Talc is used to highlight the special issues of hydrated minerals and extreme surface sensitivity for light elements. Carmen notes calcination is important for accurate work on hydrated materials, because the presence (and variable loss) of water changes the basis and can introduce systematic differences. They observe significant differences in reported Mg and SiO₂ between methods; the explanation given is that magnesium’s fluorescence originates from a very thin surface layer, making it highly sensitive to density, surface voids, and packing differences—so loose powder, with more voids and less repeatable density, can skew Mg-related intensities and derived concentrations.

Sand is the main case study for particle size effects. They compare coarse sand (>90 µm) versus fine sand (<45 µm) and show that finer grinding and higher pressing pressure lead to substantially higher intensities for key oxides/elements (they name silica, aluminum, magnesium). The physical explanation is that large grains create a less uniform surface and can cause shadowing/masking effects; they even note that large grains can mask detection of elements such as zirconium, illustrating how “mineral grain statistics” and geometry can suppress signals for some constituents.

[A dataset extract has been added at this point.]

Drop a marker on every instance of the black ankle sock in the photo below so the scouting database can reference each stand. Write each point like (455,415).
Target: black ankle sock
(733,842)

Their conclusions tie these examples into a practical selection guide. Loose powder is characterized as medium accuracy and best suited to qualitative or semi-quantitative work where speed and simplicity matter more than tight trueness. Pressed powder is also framed as medium accuracy but clearly better suited to routine quality control because it improves repeatability by controlling density and surface. Fusion is positioned as the highest accuracy “reference method” for major and minor elements due to homogeneity, with explicit caveats that it is not ideal for traces in some cases and not suitable for volatiles unless properly pre-treated (and even then, the basis must be managed). Rainer closes by restating the tradeoff: more preparation effort generally yields better precision and trueness; for light elements it’s often non-negotiable, while for heavier elements loose powder may be adequate depending on requirements.

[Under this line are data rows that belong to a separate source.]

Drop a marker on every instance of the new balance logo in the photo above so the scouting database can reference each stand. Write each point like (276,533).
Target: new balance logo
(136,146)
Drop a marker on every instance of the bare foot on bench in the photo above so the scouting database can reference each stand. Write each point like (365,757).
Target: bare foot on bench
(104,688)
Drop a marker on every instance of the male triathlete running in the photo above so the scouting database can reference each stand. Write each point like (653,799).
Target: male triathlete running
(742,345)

The Q&A reinforces the operational implications. They warn that poorly pressed pellets can shed dust, which matters especially for vacuum instruments and geometries where falling particles could contaminate sensitive components; Carmen contrasts instrument layouts where gravity helps keep dust away versus layouts where it can fall toward the tube/detector area, making good pellet integrity critical. They also state that calibrations are method-specific: you cannot reuse the same calibration across different preparation routes; unknowns must match the standards’ preparation exactly. Practical tips include using ethanol as a grinding aid/cleaning approach that evaporates after helping create a fine, cohesive powder, and using specialized holders for very small sample masses with the expectation of only semi-quantitative outcomes.